SLE symptoms can mimic many other conditions, making clinical diagnosis challenging. Blood tests are fundamental for detecting specific autoantibodies, measuring inflammation markers, and assessing immune system activity. These tests not only help confirm the diagnosis but also monitor disease progression and treatment response.
This is a key diagnostic marker specifically for SLE. The presence of anti-dsDNA antibodies indicates that the immune system is attacking the body's own DNA, leading to inflammation and tissue damage. High levels are often associated with active disease and can predict SLE flares.
SLE often results in lowered levels of C3c due to immune system overactivity. This test helps assess immune system consumption and can indicate the presence of an active disease flare, making it valuable for ongoing monitoring.
This test measures general inflammation in the body. Since SLE causes inflammation in various organs, an increased sedimentation rate suggests active inflammatory processes and helps monitor disease activity.
Up to 40% of SLE patients have cardiolipin antibodies. These antibodies can cause blood clotting problems and are associated with increased risk of complications including miscarriage, making this test important for comprehensive SLE management.

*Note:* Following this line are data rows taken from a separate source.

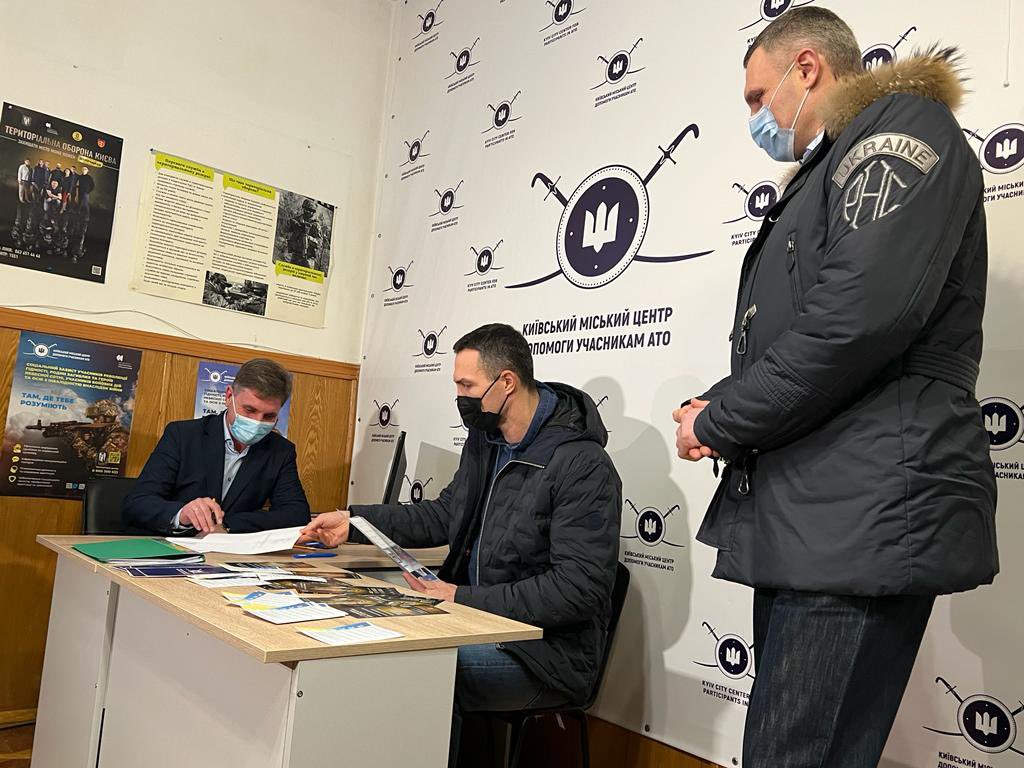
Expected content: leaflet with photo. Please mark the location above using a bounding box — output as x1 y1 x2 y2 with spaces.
348 516 438 582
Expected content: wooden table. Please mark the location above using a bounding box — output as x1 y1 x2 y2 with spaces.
32 536 541 768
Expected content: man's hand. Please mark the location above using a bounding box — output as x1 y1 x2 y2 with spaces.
178 497 224 534
299 509 350 547
401 570 458 603
672 397 719 462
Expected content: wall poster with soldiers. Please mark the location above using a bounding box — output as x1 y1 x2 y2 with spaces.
0 103 122 283
132 151 336 328
0 331 142 498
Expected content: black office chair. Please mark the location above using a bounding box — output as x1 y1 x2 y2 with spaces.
481 563 630 768
82 477 138 536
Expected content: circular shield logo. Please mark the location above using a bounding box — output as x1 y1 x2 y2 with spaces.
476 248 495 274
860 43 896 70
743 181 779 221
761 0 793 22
391 267 406 291
637 507 665 547
715 635 752 680
981 397 1024 451
604 50 630 83
495 101 512 128
409 480 423 504
551 0 572 24
956 693 1017 754
555 165 649 288
981 123 1024 173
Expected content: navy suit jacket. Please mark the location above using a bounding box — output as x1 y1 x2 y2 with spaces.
121 414 309 536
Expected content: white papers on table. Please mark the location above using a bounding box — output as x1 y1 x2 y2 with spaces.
217 561 292 573
167 525 302 555
299 622 402 645
222 590 303 608
106 555 206 566
185 573 264 589
244 602 348 624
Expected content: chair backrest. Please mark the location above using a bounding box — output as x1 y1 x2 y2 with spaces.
583 563 630 710
82 477 138 536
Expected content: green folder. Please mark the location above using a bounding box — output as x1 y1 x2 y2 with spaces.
72 539 196 562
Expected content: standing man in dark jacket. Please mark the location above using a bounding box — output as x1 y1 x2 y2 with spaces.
303 324 622 762
674 7 998 768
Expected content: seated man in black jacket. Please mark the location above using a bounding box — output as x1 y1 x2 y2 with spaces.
121 358 309 536
303 325 622 762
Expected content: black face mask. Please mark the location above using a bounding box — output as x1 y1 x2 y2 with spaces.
455 376 509 436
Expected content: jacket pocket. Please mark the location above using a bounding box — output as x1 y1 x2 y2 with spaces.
696 464 749 552
785 231 804 314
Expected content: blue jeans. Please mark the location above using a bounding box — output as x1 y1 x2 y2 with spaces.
742 589 935 768
449 643 567 768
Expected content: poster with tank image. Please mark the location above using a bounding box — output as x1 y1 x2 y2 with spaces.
0 331 142 498
0 103 122 283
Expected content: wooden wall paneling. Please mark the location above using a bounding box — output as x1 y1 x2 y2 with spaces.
289 374 353 512
125 349 171 477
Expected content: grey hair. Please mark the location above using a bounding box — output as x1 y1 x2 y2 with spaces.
743 8 864 78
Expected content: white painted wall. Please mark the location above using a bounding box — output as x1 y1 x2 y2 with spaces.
0 0 392 362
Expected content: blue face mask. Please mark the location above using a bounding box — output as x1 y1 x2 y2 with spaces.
750 61 811 163
229 397 278 445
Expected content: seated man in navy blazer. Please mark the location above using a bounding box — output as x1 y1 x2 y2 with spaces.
121 358 309 536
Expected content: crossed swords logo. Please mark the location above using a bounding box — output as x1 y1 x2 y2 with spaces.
923 677 1024 755
860 27 918 70
508 123 712 289
693 622 754 680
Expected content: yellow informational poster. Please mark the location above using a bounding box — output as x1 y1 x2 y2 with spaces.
132 151 336 328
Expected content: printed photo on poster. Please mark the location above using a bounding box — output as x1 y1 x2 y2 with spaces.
131 151 337 328
0 331 142 498
0 103 122 283
195 360 294 438
273 189 334 278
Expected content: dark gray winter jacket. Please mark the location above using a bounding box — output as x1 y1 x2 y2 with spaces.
694 51 998 595
350 383 623 702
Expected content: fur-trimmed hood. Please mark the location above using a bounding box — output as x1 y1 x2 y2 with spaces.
820 46 965 140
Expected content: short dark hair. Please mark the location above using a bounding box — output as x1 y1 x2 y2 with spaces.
453 323 537 391
743 8 864 78
231 357 292 406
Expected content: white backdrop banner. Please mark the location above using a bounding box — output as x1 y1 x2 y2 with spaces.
350 0 1024 768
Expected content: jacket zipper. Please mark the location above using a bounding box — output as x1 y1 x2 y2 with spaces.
785 234 804 314
469 459 544 587
736 304 758 356
736 449 758 496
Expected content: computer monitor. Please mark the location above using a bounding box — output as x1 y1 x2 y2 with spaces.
383 431 407 504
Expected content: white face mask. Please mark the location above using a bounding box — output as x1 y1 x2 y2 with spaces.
749 61 811 163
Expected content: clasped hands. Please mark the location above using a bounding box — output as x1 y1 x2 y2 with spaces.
672 397 719 462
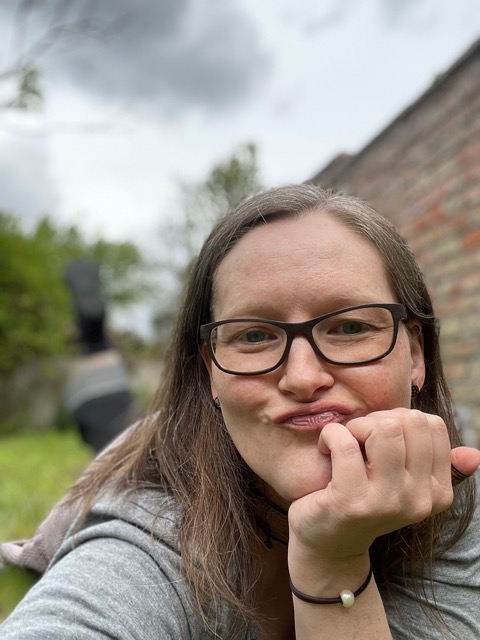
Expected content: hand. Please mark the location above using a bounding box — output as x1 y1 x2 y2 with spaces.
289 408 456 564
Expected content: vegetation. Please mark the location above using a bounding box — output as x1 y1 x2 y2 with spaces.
154 144 262 344
0 213 149 433
0 429 92 620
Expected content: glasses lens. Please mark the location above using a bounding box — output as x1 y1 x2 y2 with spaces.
313 307 395 364
211 320 287 373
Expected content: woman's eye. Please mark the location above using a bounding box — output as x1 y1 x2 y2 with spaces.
240 329 267 344
337 320 368 335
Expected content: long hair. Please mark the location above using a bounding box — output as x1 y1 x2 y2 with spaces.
71 184 473 632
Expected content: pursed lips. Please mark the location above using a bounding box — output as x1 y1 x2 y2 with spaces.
275 409 350 431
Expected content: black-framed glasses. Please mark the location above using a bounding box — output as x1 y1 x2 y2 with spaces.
200 303 407 376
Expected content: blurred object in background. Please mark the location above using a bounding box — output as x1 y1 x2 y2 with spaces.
64 260 139 452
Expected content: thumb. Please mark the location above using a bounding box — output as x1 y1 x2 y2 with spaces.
451 447 480 476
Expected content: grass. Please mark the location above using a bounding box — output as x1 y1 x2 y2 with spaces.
0 429 92 621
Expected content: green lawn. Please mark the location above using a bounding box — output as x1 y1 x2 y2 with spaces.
0 429 92 620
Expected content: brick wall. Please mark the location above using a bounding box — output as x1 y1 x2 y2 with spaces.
311 41 480 445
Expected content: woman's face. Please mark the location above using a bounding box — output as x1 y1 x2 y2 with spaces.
203 212 424 504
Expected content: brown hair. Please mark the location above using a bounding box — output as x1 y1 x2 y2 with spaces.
71 184 473 632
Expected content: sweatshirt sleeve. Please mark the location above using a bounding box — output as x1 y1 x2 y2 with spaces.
0 534 199 640
382 484 480 640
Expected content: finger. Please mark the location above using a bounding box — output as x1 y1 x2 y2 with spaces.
425 414 451 488
319 423 368 498
347 411 406 482
404 409 438 482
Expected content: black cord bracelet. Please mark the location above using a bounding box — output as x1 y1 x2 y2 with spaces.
290 566 373 608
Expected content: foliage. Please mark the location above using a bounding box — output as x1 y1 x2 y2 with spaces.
154 144 262 342
0 429 91 621
0 214 150 377
0 0 124 110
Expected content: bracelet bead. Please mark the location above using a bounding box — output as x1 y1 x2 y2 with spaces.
290 566 373 609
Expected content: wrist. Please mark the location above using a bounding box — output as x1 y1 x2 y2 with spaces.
290 566 373 609
288 545 370 598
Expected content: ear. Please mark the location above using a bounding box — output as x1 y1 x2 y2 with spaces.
407 321 425 389
200 343 218 398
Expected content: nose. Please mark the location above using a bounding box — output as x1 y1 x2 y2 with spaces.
278 335 335 401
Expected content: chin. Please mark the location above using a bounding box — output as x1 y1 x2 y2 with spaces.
269 471 332 505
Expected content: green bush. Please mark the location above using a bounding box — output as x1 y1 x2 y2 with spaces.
0 429 92 620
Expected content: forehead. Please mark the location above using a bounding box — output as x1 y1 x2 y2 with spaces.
214 211 394 319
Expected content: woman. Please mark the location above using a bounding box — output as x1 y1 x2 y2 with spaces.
0 185 480 640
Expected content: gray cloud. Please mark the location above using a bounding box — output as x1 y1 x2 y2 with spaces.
0 0 270 115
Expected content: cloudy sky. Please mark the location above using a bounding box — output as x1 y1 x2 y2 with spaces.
0 0 480 251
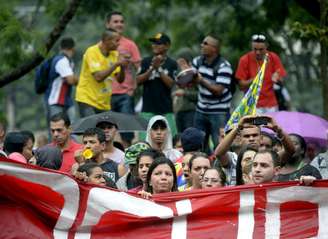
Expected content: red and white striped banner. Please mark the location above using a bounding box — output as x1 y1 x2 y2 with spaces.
0 159 328 239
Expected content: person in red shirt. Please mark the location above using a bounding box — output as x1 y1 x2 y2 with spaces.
50 112 82 174
236 34 287 114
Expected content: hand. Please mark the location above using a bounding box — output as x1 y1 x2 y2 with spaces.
175 89 184 97
299 175 316 186
177 58 191 70
194 71 203 84
271 71 280 83
117 54 131 67
74 172 88 182
28 156 36 165
151 55 164 69
74 149 85 164
138 190 152 199
238 115 257 129
261 115 282 135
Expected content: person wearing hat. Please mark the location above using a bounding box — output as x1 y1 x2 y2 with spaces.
137 33 178 138
146 115 182 163
192 34 233 152
116 142 150 191
3 132 27 163
236 34 287 114
175 127 205 191
96 116 124 166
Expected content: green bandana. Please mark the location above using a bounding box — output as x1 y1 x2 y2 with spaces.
124 142 150 165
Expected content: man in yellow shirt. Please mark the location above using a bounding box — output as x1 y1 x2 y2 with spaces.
75 29 128 117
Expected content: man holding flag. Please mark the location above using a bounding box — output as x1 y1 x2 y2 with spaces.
192 35 232 151
236 34 286 114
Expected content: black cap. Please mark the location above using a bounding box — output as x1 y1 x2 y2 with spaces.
149 32 171 44
181 127 205 152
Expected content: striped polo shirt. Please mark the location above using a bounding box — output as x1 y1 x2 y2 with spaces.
192 56 233 114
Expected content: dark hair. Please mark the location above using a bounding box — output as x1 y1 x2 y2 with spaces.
260 131 275 147
136 148 165 165
21 130 35 145
254 149 281 167
106 11 124 22
172 133 181 147
3 132 25 155
50 112 71 128
203 166 227 186
113 141 125 152
82 128 106 143
101 28 117 40
77 162 101 176
189 152 212 171
151 119 168 130
60 37 75 50
146 157 178 193
236 145 258 185
177 50 193 64
289 133 307 158
252 34 267 42
34 145 63 170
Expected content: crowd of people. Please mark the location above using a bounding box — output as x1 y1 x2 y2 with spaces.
0 12 328 198
1 112 328 198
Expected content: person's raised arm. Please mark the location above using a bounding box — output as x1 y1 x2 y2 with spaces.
263 116 295 164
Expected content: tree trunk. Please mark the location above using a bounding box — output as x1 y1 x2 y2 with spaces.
0 0 81 88
320 0 328 119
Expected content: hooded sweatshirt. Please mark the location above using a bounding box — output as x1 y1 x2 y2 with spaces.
146 115 182 163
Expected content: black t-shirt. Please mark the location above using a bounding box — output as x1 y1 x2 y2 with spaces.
276 164 322 182
99 159 120 182
139 57 178 114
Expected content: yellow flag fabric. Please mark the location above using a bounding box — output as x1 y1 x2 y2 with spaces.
224 55 268 132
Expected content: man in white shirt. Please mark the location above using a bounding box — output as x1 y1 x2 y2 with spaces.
44 37 78 121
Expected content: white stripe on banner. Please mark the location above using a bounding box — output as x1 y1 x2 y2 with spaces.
75 188 173 239
237 191 255 239
265 186 328 239
171 199 192 239
0 162 80 239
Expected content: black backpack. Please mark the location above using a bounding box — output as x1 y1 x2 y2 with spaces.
34 55 64 94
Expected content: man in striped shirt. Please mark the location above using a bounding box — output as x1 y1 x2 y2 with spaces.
192 35 232 150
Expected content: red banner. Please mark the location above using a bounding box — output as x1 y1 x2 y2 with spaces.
0 159 328 239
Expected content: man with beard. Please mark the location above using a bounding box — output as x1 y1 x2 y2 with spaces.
192 35 232 152
146 115 182 163
251 150 316 185
50 112 82 173
137 33 178 138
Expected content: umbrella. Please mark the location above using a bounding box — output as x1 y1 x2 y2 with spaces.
72 111 148 134
267 111 328 147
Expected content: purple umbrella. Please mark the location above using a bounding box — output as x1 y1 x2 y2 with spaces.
267 111 328 147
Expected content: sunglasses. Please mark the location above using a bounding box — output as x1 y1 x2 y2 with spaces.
202 41 216 47
252 34 266 42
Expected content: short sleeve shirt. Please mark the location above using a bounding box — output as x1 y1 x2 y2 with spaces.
75 44 121 110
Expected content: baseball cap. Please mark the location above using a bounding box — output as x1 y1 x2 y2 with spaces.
181 127 205 152
96 116 118 128
149 32 171 44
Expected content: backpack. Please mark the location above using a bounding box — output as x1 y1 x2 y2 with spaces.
34 55 64 94
197 56 237 95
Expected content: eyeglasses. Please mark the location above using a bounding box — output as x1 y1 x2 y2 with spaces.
252 34 266 42
202 41 216 47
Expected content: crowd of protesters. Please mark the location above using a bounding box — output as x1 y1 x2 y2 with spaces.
0 12 328 198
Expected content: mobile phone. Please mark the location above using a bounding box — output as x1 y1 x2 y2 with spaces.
253 116 270 125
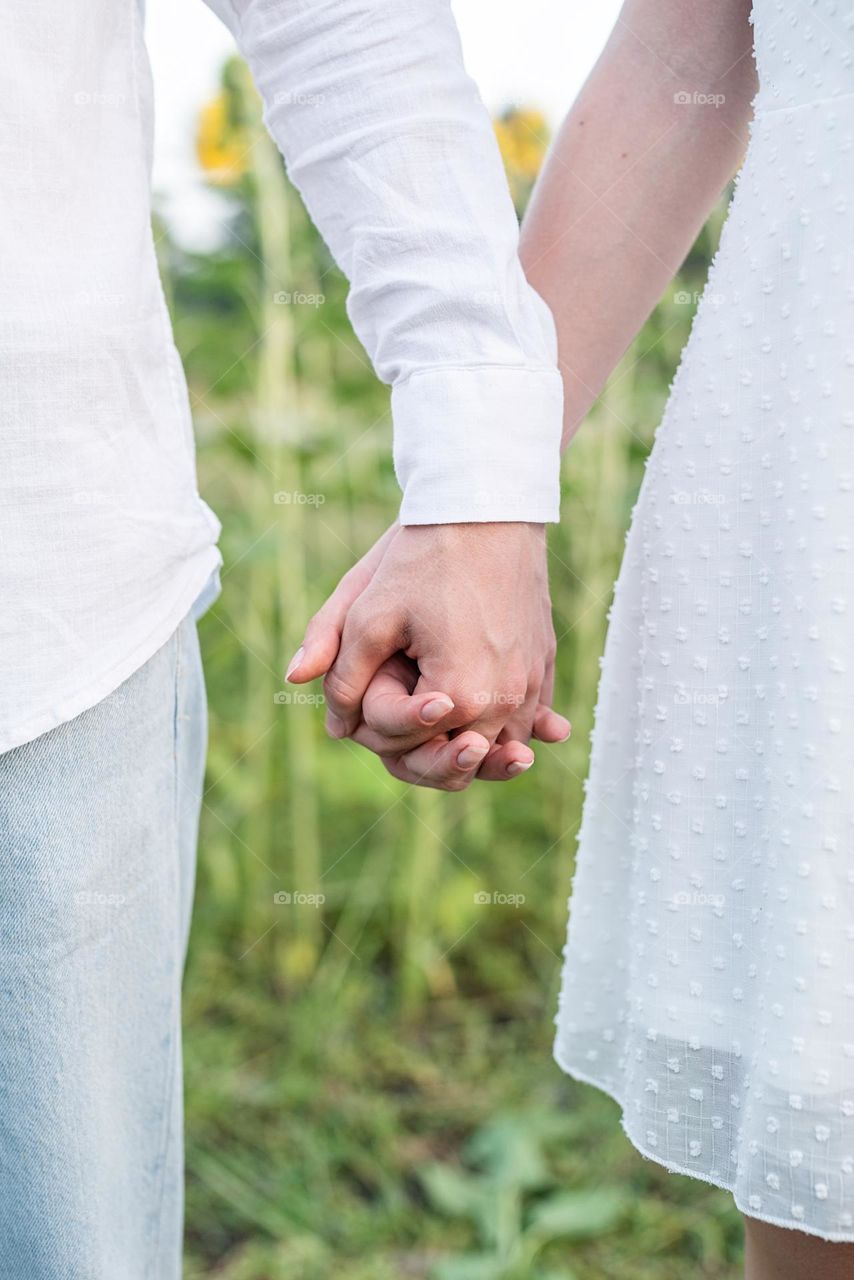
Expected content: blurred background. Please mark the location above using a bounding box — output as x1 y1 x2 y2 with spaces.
149 0 740 1280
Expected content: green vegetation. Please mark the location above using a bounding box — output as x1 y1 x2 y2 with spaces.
165 55 740 1280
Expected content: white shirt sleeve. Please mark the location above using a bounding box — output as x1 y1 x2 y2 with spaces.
201 0 562 525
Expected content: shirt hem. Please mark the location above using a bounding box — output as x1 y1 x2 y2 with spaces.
0 547 223 755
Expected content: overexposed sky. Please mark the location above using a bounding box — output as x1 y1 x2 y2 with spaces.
146 0 620 247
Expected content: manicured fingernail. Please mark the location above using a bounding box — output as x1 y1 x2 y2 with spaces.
284 645 306 680
326 712 347 737
507 760 534 778
421 698 453 724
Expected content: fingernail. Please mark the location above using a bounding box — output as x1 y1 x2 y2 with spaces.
507 760 534 778
284 645 306 680
326 712 347 737
421 698 453 724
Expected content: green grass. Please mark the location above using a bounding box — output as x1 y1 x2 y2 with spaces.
166 60 740 1280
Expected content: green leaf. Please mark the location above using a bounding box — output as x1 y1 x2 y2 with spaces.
419 1164 490 1219
466 1115 549 1188
433 1253 507 1280
528 1187 629 1240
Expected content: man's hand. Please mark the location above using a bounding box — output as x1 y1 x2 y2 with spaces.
288 524 570 790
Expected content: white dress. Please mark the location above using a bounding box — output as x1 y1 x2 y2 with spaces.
556 0 854 1240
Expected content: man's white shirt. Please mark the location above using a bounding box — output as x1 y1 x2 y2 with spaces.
0 0 562 751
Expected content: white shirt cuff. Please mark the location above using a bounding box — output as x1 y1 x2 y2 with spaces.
392 365 563 525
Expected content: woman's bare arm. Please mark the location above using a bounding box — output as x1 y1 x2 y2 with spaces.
521 0 755 445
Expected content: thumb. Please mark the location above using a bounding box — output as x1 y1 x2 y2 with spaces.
284 602 347 685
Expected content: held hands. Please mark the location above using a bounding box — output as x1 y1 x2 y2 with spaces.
287 524 570 791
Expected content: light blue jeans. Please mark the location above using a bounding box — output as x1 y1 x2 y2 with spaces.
0 618 206 1280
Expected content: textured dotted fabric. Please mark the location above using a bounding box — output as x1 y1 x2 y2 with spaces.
556 0 854 1240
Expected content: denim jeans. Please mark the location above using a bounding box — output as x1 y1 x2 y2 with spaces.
0 618 206 1280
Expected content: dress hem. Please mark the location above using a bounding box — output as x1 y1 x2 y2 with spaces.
552 1044 854 1244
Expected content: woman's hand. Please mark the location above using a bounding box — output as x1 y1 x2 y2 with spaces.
288 522 570 791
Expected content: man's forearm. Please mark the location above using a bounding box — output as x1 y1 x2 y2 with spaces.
522 0 755 445
207 0 562 525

PCNA antibodies are found in a portion of SLE patients and indicate an ongoing autoimmune response where the immune system attacks healthy tissues. This test provides additional diagnostic confirmation in suspected cases.
High serum levels of IL-4 have been associated with SLE and may play a role in the dysregulated immune response characteristic of this autoimmune disease. This test helps assess immune system dysfunction.
In SLE, the presence of various antibodies and proteins can increase serum viscosity. This test helps assess blood flow properties and potential complications related to increased protein levels in the blood.
SLE diagnosis typically requires multiple positive tests along with clinical symptoms. No single test can definitively diagnose SLE, but the combination of specific autoantibodies, inflammation markers, and clinical presentation helps healthcare providers make an accurate diagnosis and develop appropriate treatment plans.
The information provided here is for educational purposes only and is not a substitute for professional medical advice. SLE is a complex autoimmune condition that requires ongoing medical supervision. Always consult with a healthcare provider for proper diagnosis, interpretation of test results, and treatment recommendations.